Apesar da valorização recente do câmbio nos países emergentes - e das queixas de ministros e governantes sobre a enxurrada de dólares e euros posta no mercado pelas nações desenvolvidas para estimular suas economias -, a maioria dos analistas descarta que o mundo esteja presenciando uma "guerra cambial".

Em relatório recente, o economista Christopher Garman, diretor de estratégia e América Latina do Eurasia Group, afirmou que "o risco de uma guerra cambial está superestimado". Ele citou como exemplo o recente afrouxamento monetário no Japão, que em janeiro dobrou sua meta de inflação para 2% neste ano e anunciou um programa de compra de ativos de US$ 144,7 bilhões por mês.

"Há crescentes preocupações de que o afrouxamento monetário no Japão gerará uma série de depreciações competitivas. Mas essa preocupação é exagerada", afirma.

Segundo Garman, a China deve permitir uma pequena apreciação do yuan neste ano, enquanto o Banco Central Europeu (BCE), preocupado com a inflação, não está nem próximo de começar a cortar as taxas de juros para depreciar o euro. Quanto aos emergentes, Garman prevê mudanças na política cambial na Colômbia, Peru, Turquia, Filipinas e Tailândia, com um acúmulo maior de reservas e uma "inclinação a uma política monetária mais suave".

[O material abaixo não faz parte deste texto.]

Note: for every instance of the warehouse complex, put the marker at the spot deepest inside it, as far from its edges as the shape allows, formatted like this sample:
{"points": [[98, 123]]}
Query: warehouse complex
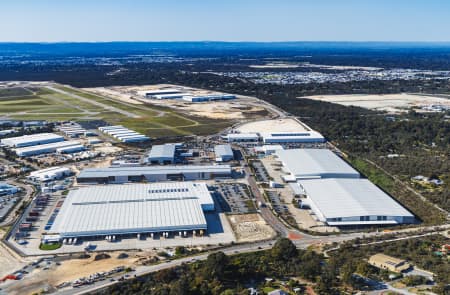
{"points": [[276, 137], [162, 154], [223, 153], [242, 137], [335, 192], [60, 147], [343, 202], [123, 134], [152, 173], [292, 137], [7, 189], [49, 174], [30, 140], [314, 163], [98, 211]]}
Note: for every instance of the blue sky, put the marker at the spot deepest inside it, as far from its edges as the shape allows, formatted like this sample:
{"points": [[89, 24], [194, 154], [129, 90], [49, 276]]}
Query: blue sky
{"points": [[226, 20]]}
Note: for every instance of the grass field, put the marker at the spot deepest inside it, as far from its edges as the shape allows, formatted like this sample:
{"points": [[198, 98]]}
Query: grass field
{"points": [[67, 103]]}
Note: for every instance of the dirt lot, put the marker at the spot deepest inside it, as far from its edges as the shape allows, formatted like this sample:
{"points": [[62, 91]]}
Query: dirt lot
{"points": [[241, 108], [394, 103], [250, 228], [71, 270], [52, 275], [8, 261], [278, 125]]}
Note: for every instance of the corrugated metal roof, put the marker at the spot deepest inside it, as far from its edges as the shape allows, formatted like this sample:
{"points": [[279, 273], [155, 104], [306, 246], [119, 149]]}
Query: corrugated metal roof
{"points": [[115, 209], [162, 151], [169, 169], [337, 197], [32, 139], [55, 145], [222, 150], [313, 163]]}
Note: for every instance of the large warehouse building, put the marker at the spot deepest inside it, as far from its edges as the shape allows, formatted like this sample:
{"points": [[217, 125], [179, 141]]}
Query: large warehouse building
{"points": [[223, 152], [314, 163], [49, 174], [152, 173], [350, 202], [292, 137], [30, 140], [162, 154], [61, 147], [134, 209]]}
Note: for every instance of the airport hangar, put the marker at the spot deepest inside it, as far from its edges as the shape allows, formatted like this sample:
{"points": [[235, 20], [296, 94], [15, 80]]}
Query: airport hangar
{"points": [[30, 140], [130, 209], [162, 154], [153, 173], [335, 192]]}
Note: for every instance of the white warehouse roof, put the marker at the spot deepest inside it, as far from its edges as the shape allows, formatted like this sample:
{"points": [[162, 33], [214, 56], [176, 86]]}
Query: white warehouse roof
{"points": [[44, 148], [33, 139], [350, 199], [162, 151], [223, 151], [50, 173], [122, 209], [315, 163], [304, 136]]}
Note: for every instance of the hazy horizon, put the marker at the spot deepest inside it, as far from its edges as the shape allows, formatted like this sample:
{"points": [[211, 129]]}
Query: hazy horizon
{"points": [[50, 21]]}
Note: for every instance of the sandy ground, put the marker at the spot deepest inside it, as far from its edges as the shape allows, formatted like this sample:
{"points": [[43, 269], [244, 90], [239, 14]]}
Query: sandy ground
{"points": [[394, 103], [302, 217], [277, 125], [74, 269], [70, 270], [8, 261], [218, 109], [250, 228], [113, 94], [240, 108]]}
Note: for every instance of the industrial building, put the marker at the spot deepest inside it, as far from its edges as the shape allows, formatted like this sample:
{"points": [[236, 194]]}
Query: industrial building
{"points": [[49, 174], [162, 154], [30, 140], [152, 173], [223, 153], [102, 211], [314, 163], [70, 149], [73, 129], [352, 202], [123, 134], [242, 137], [292, 137], [268, 149], [211, 97], [185, 94], [390, 263], [7, 189], [62, 146]]}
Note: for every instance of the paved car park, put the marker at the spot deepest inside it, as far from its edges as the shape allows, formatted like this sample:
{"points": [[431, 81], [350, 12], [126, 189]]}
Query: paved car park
{"points": [[235, 198]]}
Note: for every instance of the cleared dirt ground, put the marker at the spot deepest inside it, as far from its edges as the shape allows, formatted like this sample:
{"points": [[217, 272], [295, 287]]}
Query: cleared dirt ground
{"points": [[393, 103], [250, 228], [277, 125]]}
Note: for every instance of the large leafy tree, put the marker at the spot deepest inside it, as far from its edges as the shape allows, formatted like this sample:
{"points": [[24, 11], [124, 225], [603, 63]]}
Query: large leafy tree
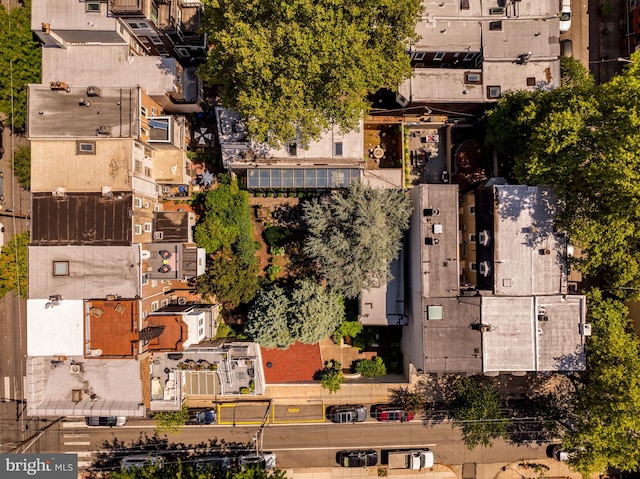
{"points": [[296, 67], [303, 311], [225, 231], [355, 234], [478, 411], [14, 266], [229, 280], [606, 425], [584, 141], [20, 61]]}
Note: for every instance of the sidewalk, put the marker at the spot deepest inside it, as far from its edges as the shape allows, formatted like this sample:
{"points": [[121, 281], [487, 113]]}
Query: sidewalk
{"points": [[547, 468], [540, 468]]}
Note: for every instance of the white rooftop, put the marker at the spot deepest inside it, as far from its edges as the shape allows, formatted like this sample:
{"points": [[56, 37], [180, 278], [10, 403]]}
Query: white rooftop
{"points": [[55, 328]]}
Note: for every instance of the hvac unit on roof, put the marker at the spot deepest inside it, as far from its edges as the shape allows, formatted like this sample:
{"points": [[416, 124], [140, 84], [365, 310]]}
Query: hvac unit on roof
{"points": [[103, 130], [585, 329], [58, 192]]}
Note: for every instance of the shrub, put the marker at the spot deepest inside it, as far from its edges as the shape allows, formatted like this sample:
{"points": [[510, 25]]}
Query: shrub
{"points": [[275, 235], [371, 368], [331, 376]]}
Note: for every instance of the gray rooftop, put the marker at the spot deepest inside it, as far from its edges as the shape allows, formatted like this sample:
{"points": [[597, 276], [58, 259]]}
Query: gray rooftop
{"points": [[450, 343], [529, 257], [521, 339], [94, 271], [81, 219], [103, 387], [435, 216], [113, 113]]}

"Eu não concordo com essa caracterização de guerra cambial nem acho que isso seja um processo que tenha que ser manejado de forma intensa", afirma Alberto Ramos, economista-chefe para América Latina do Goldman Sachs. Para ele, "o que países como o Brasil e o Chile têm que fazer para evitar a apreciação do câmbio é procurar ganhos de produtividade". "A Alemanha, antes do euro, conviveu por anos com o marco muito apreciado. E todo ano batia recorde de exportação", diz. "Isso porque fazia o dever de casa, em termos de conter custos laborais, de salário, produtividade, tecnologia e abertura ao comércio."